Last summer, when I was Walking, my husband got me an mp3 player so I could listen to filk as I strolled down Ocean Parkway. (Boogie Knights are *excellent* to walk to, btw. So is Tom Smith.)
But I wanted something else for when I was otherwise busy. So we've been buying lecture series from The Teaching Company, which I listen to mostly while cooking dinner, although they've also been useful for waiting rooms and long bus rides (along with a sock to knit.) The first was a survey of the history of evolution.

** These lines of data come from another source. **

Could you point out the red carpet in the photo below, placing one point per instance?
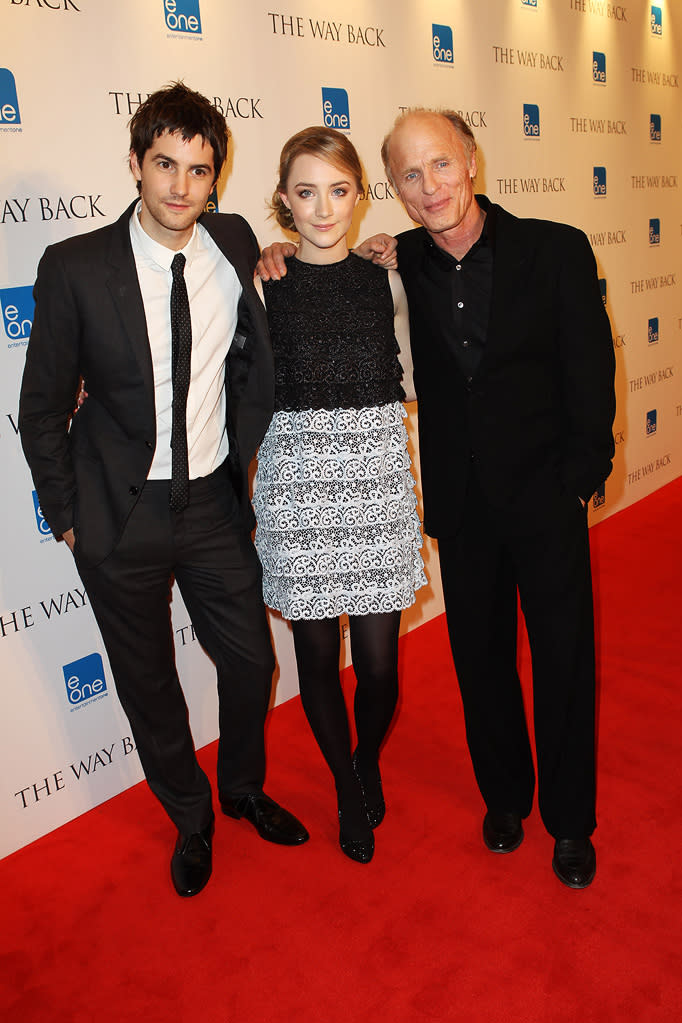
(436, 928)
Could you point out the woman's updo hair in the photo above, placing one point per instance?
(326, 143)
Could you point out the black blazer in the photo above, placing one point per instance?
(536, 420)
(90, 322)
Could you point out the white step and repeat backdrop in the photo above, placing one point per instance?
(576, 105)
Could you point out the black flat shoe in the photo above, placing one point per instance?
(271, 820)
(575, 861)
(191, 862)
(502, 832)
(373, 794)
(361, 850)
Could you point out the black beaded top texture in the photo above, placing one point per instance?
(332, 335)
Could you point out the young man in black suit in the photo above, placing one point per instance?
(513, 370)
(158, 315)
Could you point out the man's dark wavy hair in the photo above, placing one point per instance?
(179, 110)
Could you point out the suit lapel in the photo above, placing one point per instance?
(125, 291)
(509, 271)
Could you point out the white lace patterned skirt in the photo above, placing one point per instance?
(337, 528)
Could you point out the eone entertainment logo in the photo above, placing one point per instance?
(442, 43)
(599, 180)
(335, 110)
(41, 524)
(183, 15)
(212, 202)
(654, 128)
(531, 121)
(598, 68)
(656, 20)
(85, 680)
(17, 306)
(9, 105)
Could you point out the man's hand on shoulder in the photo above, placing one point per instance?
(380, 249)
(271, 265)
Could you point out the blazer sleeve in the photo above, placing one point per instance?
(49, 390)
(587, 367)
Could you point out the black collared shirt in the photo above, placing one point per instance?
(459, 293)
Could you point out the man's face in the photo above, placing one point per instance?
(176, 180)
(433, 171)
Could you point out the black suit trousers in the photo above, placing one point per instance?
(212, 557)
(485, 568)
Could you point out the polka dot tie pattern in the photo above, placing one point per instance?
(181, 334)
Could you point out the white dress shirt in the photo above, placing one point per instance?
(214, 292)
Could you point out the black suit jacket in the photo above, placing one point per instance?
(90, 322)
(536, 419)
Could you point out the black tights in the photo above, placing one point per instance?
(374, 651)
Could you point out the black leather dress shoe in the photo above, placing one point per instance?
(575, 861)
(192, 861)
(502, 832)
(361, 850)
(271, 820)
(372, 792)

The current (and nearly finished) one is "The English Novel." And not only is it fascinating - I took enough English lit classes in college to qualify for a minor along with Education, but not on this particular subject - but it's also encouraged me to read books I'd only heard of before - or books I haven't read in decades. My mother-in-law, who didn't know I was doing this, bought me an omnibus of Thomas Hardy books (reasoning that "Debbie likes Jane Austen. Here's another 19th C English writer."), but as it's too heavy to leave the bedroom, much less the house, I'm saving it for Shabbat reading, where I'm taking
So. I have a PDA, and there is Project Gutenberg, with its vast collection of out-of-copyright books to download. And, honestly, I've read most of the fanfic on my pda so often I can see it in my head. Monday, I downloaded Wuthering Heights, which I haven't read since college (over two decades) and Vanity Fair, which I haven't read at all.
I just finished WH. And. Wow. Emily makes her sister Charlotte seem, well, light and bright and sparkling. I knew it was gloomy, but I'd forgotten most of it. The layers. The unreliable second and third tier narrators. The petty, small characters and the great, huge ones - and the positive dearth of likeable ones. In fact, the only one I ever really liked was *Hareton*. Wow. (Also. I have a story germinating. We will see.)